Pretty horrible, but no more horrible than the rest of this, I guess.
Attachment #789260 - Flags: feedback?(ted) → feedback+
Assignee: nobody → mshal
(In reply to Ted Mielczarek [:ted.mielczarek] from comment #14)
> Comment on attachment 789260 [details] [diff] [review]
> AC_SUBST/export patch
> 
> Review of attachment 789260 [details] [diff] [review]:
> -----------------------------------------------------------------
> 
> I don't feel like we ought to have to save $PATH, but looking at
> $objdir/config/autoconf.mk on my Windows machine shows that we aren't saving
> the full path to CC/CXX (they're just "cl"), so we either have to go that
> route or fix configure to save full paths for the compiler (LD as well).

I'm starting to have second thoughts on the AC_SUBST approach, mostly because it changes the nature of how the environment interacts with the build process in a fairly significant way.
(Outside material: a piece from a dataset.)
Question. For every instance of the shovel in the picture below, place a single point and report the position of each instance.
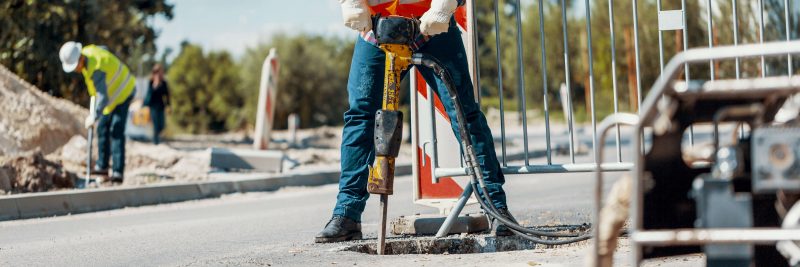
(89, 158)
Specifically, if we don't define INCLUDE/LIB/etc in the mozconfig but expect to have it come from the environment, we need to re-run configure to pick up environment changes. I also think is a bit confusing if some environment changes require  a re-configure, but others (like PATH) do not. I feel it is a bit risky, since it has a potential to impact both developers and automation in unforeseen ways. (At least, unforeseen by me :)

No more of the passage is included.